I don’t think I know anyone who feels good about their email inbox. For a lot of people, it feels like an unmanageable mess of obligations and junk, a “shame closet” repository for a decade of mailing lists you didn’t realize you had signed up for. For some people, their inbox is so excruciating that they’ve just given up — refusing to even check it or declaring email bankruptcy.
This is not a new problem. Gmail, one of the most popular email services in the world, celebrated its 20th birthday in April. When Google introduced the tabbed inbox in 2013, I was in heaven. It completely solved my digital-shame-closet problem with my email. The tabs separated important emails — finally! — from the crush of alerts about Old Navy sales or other email blasts that didn’t require my immediate attention.

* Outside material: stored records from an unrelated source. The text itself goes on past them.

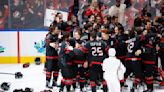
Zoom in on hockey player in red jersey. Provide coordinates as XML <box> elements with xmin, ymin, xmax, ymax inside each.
<box><xmin>82</xmin><ymin>31</ymin><xmax>108</xmax><ymax>92</ymax></box>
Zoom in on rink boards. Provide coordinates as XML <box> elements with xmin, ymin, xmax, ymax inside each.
<box><xmin>0</xmin><ymin>30</ymin><xmax>47</xmax><ymax>64</ymax></box>
<box><xmin>0</xmin><ymin>64</ymin><xmax>164</xmax><ymax>92</ymax></box>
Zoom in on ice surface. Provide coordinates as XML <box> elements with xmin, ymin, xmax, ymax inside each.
<box><xmin>0</xmin><ymin>64</ymin><xmax>164</xmax><ymax>92</ymax></box>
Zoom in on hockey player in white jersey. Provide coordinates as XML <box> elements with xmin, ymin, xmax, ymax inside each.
<box><xmin>103</xmin><ymin>48</ymin><xmax>126</xmax><ymax>92</ymax></box>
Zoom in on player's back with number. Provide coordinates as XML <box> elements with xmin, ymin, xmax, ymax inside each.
<box><xmin>86</xmin><ymin>40</ymin><xmax>107</xmax><ymax>62</ymax></box>
<box><xmin>83</xmin><ymin>33</ymin><xmax>108</xmax><ymax>63</ymax></box>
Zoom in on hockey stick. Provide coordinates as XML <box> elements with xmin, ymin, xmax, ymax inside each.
<box><xmin>158</xmin><ymin>58</ymin><xmax>164</xmax><ymax>86</ymax></box>
<box><xmin>0</xmin><ymin>72</ymin><xmax>15</xmax><ymax>75</ymax></box>
<box><xmin>0</xmin><ymin>72</ymin><xmax>23</xmax><ymax>79</ymax></box>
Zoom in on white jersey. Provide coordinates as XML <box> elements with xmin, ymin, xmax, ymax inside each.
<box><xmin>103</xmin><ymin>57</ymin><xmax>126</xmax><ymax>92</ymax></box>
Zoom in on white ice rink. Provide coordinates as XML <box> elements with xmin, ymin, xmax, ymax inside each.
<box><xmin>0</xmin><ymin>64</ymin><xmax>164</xmax><ymax>92</ymax></box>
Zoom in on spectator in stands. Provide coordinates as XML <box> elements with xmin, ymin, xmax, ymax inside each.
<box><xmin>33</xmin><ymin>0</ymin><xmax>44</xmax><ymax>28</ymax></box>
<box><xmin>125</xmin><ymin>0</ymin><xmax>139</xmax><ymax>28</ymax></box>
<box><xmin>11</xmin><ymin>0</ymin><xmax>24</xmax><ymax>29</ymax></box>
<box><xmin>85</xmin><ymin>0</ymin><xmax>103</xmax><ymax>20</ymax></box>
<box><xmin>0</xmin><ymin>5</ymin><xmax>9</xmax><ymax>30</ymax></box>
<box><xmin>109</xmin><ymin>0</ymin><xmax>126</xmax><ymax>26</ymax></box>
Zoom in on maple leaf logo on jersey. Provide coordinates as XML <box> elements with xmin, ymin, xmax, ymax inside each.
<box><xmin>34</xmin><ymin>40</ymin><xmax>46</xmax><ymax>54</ymax></box>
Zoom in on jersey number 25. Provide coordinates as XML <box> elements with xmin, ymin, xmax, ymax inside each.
<box><xmin>91</xmin><ymin>47</ymin><xmax>103</xmax><ymax>56</ymax></box>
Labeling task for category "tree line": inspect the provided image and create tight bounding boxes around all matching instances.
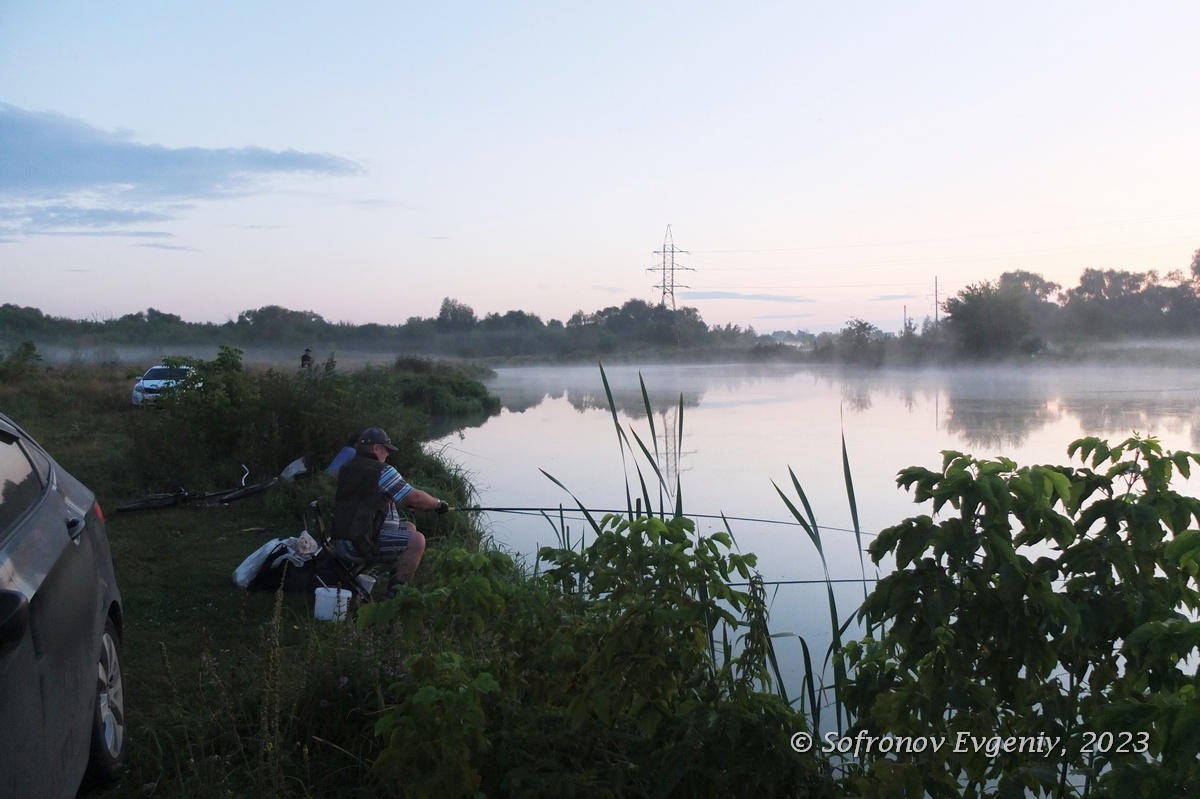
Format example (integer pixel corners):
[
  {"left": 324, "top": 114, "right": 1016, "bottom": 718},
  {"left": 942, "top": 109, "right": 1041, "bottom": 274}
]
[
  {"left": 0, "top": 298, "right": 794, "bottom": 360},
  {"left": 9, "top": 250, "right": 1200, "bottom": 365},
  {"left": 801, "top": 250, "right": 1200, "bottom": 364}
]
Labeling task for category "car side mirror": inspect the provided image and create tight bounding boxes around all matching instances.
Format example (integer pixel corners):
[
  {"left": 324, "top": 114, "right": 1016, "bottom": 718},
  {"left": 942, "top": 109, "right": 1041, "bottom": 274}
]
[{"left": 0, "top": 590, "right": 29, "bottom": 657}]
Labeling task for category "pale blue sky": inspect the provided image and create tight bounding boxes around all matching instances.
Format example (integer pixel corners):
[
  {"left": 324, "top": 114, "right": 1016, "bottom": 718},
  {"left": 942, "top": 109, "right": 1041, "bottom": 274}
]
[{"left": 0, "top": 0, "right": 1200, "bottom": 332}]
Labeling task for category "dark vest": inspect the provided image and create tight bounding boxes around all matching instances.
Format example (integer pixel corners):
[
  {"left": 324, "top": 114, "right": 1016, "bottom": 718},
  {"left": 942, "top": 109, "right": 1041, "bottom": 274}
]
[{"left": 332, "top": 453, "right": 389, "bottom": 557}]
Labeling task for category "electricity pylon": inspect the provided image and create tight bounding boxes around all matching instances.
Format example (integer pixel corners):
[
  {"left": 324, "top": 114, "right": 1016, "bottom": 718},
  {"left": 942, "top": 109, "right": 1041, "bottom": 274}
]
[{"left": 646, "top": 224, "right": 696, "bottom": 311}]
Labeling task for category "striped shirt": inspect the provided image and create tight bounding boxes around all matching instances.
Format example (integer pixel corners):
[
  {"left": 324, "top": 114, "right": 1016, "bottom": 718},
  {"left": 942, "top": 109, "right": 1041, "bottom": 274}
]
[{"left": 379, "top": 465, "right": 413, "bottom": 524}]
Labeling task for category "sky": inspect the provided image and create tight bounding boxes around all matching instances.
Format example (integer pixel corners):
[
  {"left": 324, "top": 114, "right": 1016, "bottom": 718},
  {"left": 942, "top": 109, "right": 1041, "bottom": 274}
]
[{"left": 0, "top": 0, "right": 1200, "bottom": 332}]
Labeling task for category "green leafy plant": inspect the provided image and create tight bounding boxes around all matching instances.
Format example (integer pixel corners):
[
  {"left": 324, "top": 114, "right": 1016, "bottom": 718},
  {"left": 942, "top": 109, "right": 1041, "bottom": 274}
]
[{"left": 845, "top": 437, "right": 1200, "bottom": 797}]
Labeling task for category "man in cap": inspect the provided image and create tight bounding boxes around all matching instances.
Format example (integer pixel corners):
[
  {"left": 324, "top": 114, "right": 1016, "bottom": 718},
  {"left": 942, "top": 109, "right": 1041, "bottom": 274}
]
[{"left": 332, "top": 427, "right": 450, "bottom": 596}]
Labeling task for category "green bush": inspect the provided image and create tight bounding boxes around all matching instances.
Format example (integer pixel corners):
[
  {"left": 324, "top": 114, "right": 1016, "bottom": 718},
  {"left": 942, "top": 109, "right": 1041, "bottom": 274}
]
[
  {"left": 125, "top": 346, "right": 498, "bottom": 489},
  {"left": 360, "top": 516, "right": 829, "bottom": 797},
  {"left": 845, "top": 438, "right": 1200, "bottom": 799}
]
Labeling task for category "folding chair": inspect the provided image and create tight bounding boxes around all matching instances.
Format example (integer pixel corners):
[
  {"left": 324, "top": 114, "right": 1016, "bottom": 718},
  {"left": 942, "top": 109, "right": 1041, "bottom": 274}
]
[{"left": 300, "top": 499, "right": 374, "bottom": 603}]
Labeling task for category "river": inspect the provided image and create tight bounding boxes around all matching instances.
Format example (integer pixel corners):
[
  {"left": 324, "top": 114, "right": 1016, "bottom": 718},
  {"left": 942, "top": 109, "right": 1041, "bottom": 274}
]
[{"left": 431, "top": 365, "right": 1200, "bottom": 693}]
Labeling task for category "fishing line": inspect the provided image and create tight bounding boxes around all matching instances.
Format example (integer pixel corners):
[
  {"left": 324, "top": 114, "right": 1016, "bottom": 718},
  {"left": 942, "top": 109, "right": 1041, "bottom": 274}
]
[{"left": 454, "top": 506, "right": 878, "bottom": 537}]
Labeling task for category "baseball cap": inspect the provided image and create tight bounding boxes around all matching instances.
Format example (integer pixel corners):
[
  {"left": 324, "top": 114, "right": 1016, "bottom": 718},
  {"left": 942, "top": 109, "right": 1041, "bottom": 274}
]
[{"left": 359, "top": 427, "right": 400, "bottom": 452}]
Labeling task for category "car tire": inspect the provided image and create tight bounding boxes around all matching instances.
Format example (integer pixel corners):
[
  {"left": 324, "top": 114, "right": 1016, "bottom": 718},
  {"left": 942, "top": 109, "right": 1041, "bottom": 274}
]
[{"left": 88, "top": 619, "right": 130, "bottom": 783}]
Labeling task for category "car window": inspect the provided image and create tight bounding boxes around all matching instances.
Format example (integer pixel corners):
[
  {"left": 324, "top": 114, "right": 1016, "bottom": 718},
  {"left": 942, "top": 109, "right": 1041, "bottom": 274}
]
[
  {"left": 0, "top": 431, "right": 42, "bottom": 537},
  {"left": 142, "top": 366, "right": 187, "bottom": 380}
]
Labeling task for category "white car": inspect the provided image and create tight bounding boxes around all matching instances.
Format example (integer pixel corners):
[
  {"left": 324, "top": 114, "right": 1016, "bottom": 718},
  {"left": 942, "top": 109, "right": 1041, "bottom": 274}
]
[{"left": 133, "top": 366, "right": 192, "bottom": 405}]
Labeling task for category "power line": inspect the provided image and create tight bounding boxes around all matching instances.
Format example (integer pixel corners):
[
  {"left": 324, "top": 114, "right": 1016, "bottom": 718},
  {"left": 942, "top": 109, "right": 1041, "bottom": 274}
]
[{"left": 646, "top": 224, "right": 696, "bottom": 311}]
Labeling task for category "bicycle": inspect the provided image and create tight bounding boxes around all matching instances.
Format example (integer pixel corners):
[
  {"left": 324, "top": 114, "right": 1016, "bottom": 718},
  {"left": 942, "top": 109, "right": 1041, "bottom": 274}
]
[{"left": 116, "top": 463, "right": 280, "bottom": 512}]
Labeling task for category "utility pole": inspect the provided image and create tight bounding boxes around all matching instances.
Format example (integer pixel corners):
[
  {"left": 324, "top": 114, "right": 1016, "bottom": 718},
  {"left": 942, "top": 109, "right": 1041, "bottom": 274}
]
[{"left": 646, "top": 224, "right": 696, "bottom": 311}]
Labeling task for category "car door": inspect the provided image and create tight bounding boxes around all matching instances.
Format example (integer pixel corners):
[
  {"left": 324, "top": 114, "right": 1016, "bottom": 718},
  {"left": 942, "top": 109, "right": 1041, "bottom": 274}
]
[{"left": 0, "top": 421, "right": 98, "bottom": 799}]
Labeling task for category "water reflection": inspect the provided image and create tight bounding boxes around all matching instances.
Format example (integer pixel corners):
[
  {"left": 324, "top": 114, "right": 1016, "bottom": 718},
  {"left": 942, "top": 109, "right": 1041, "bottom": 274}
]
[
  {"left": 943, "top": 396, "right": 1062, "bottom": 450},
  {"left": 488, "top": 365, "right": 797, "bottom": 419}
]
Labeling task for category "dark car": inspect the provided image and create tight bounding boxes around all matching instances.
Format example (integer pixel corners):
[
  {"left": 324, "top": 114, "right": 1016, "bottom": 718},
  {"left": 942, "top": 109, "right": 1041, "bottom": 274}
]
[{"left": 0, "top": 414, "right": 128, "bottom": 799}]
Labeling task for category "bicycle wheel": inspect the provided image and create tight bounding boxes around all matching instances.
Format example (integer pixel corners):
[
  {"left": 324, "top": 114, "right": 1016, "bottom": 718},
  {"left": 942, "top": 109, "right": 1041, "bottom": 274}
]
[
  {"left": 116, "top": 492, "right": 187, "bottom": 512},
  {"left": 210, "top": 477, "right": 278, "bottom": 505}
]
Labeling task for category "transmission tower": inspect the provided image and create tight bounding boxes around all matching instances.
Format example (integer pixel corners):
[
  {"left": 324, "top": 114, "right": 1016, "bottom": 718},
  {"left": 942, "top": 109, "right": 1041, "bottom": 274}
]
[{"left": 646, "top": 224, "right": 696, "bottom": 311}]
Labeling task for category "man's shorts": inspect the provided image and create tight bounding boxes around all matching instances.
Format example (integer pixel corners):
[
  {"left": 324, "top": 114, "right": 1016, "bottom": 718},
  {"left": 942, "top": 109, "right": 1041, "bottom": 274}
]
[{"left": 334, "top": 522, "right": 414, "bottom": 563}]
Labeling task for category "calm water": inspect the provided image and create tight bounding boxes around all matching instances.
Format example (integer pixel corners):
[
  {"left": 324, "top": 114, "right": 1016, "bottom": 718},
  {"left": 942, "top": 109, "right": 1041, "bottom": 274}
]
[{"left": 433, "top": 366, "right": 1200, "bottom": 690}]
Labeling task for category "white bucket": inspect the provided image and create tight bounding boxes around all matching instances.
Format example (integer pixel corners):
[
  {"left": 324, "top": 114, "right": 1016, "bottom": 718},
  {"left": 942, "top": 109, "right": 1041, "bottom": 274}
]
[{"left": 312, "top": 588, "right": 350, "bottom": 621}]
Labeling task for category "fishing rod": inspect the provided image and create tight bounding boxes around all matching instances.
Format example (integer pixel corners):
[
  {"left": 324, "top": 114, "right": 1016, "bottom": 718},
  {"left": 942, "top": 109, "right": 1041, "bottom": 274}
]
[
  {"left": 450, "top": 505, "right": 880, "bottom": 588},
  {"left": 450, "top": 505, "right": 878, "bottom": 536}
]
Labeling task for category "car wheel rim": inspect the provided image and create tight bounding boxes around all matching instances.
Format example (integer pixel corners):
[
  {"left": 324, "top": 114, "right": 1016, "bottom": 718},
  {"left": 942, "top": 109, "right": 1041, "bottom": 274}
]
[{"left": 97, "top": 632, "right": 125, "bottom": 758}]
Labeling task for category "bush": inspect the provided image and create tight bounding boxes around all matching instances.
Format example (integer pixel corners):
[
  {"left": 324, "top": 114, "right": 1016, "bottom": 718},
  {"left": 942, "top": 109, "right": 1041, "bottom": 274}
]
[{"left": 846, "top": 438, "right": 1200, "bottom": 799}]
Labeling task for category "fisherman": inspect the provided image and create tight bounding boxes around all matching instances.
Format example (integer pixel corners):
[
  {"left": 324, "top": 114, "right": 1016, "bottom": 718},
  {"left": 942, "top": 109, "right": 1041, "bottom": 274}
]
[{"left": 332, "top": 427, "right": 450, "bottom": 599}]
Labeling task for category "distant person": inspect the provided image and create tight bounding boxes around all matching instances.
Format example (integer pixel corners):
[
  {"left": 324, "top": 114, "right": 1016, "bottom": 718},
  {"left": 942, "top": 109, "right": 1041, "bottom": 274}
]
[
  {"left": 332, "top": 427, "right": 450, "bottom": 599},
  {"left": 325, "top": 433, "right": 359, "bottom": 474}
]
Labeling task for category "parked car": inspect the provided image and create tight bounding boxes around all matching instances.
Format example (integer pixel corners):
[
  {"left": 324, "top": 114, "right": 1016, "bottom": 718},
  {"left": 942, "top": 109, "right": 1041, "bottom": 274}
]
[
  {"left": 133, "top": 366, "right": 192, "bottom": 405},
  {"left": 0, "top": 414, "right": 128, "bottom": 799}
]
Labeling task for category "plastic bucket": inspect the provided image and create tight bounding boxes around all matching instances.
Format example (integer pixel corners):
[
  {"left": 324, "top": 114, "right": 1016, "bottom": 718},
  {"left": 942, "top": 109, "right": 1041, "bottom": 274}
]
[{"left": 312, "top": 588, "right": 350, "bottom": 621}]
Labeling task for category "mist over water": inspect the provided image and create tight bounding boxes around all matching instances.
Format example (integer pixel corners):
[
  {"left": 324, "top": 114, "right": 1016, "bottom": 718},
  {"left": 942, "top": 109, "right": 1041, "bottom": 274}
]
[{"left": 430, "top": 365, "right": 1200, "bottom": 684}]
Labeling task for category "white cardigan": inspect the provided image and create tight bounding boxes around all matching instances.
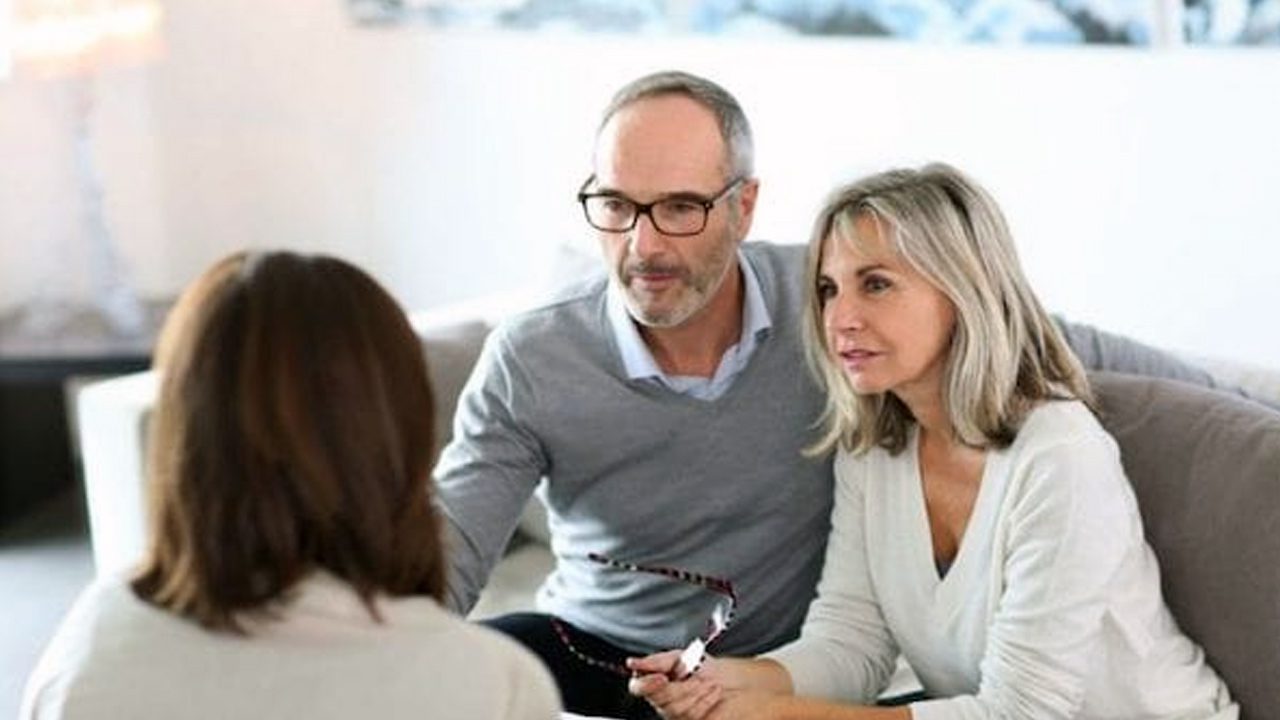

(I would note here that if you, personally, have developed a better strategy for dealing with your inbox, or you prefer to use a different mail client or app, I’m happy for you. Thrilled. But this conversation is not for you.)
Since then, the tabbed inbox has fallen behind, unable to keep up with the ways that email has changed since 2013. Google is trying to fix it (I’ll get to that in a second), but it’s not doing enough.
2013: The dawn of the tabbed inbox
When it launched, the tabbed inbox was designed to direct important emails to your Primary tab and send others to Promotions or Social tabs. You could also choose to add Forums and Updates tabs.
In 2013, these tabs made sense. People still received “social” emails — messages from Facebook about birthdays, anniversaries, etc. But in 2024, who is still opening email alerts from Facebook?
This type of sorting no longer really makes sense. My Promotions tab has the daily newsletter from The Information and The Boston Globe, mixed in with an update about new profile views from TikTok, new listings on Redfin (how did I even start getting emails from that?), and an actual promotional email from the footwear brand Merrell.
Google has apparently noticed that the tabbed inbox isn’t meeting today’s needs and will soon roll out an update meant to alleviate the burden of the swollen Primary inbox.
Google will start adding the Updates tab
The change will add the Updates tab to all user inboxes by default and direct more messages to that tab. Previously, the Updates tab was only an extra option in settings.
“Recently, we conducted an experiment that activates a refreshed version of the Updates inbox in Gmail,” a spokesperson from Google told Business Insider. “We received positive feedback from participants and are now bringing the feature to additional users to help them focus on the emails that matter most to them.”
This should be great for most people who have been frustrated with their Primary tab being overloaded. Great!
I demand a Newsletters tab
But this still isn’t what I dream of getting out of a tabbed inbox.
What I dream of most is a new, dedicated Newsletters tab — over the past few years, I’ve subscribed to a lot of email newsletters on Substack, as well as regular newsy newsletters from publications such as BI, which send links to top stories. (By the way, I highly recommend signing up for the BI newsletter.)
Right now, my newsletters go (mostly) to the Updates tab, where they get mixed in with a bunch of random stuff. What I’d love is to have a single tab in my email where I can browse through my newsletters — almost like … dare I say it … an RSS feed (RIP Google Reader).
Gmail doesn’t allow you to rename or create custom tabs, so I can’t create a Newsletters tab for myself.
Yes, you can make “labels” in Gmail to help sort your inbox. I heavily use labels and have a newsletter label, but their function is very different from a tab. I want the tab!
(Not perfect, but there is a Chrome extension that allows you to pin labels to mimic a tab.)
At some point, artificial intelligence will probably completely change the way email works — and the possibilities are thrilling, like being able to ask your AI assistant to search your emails for all receipts and instantly make a spreadsheet of expenses.
But considering the way that AI search results in Google were going last week (it suggested putting glue in pizza, for example), I’m skeptical of how soon and how appealing that will be.
For now, it’s high time we demand more from our inboxes — just because email is annoying doesn’t mean we shouldn’t demand more from it.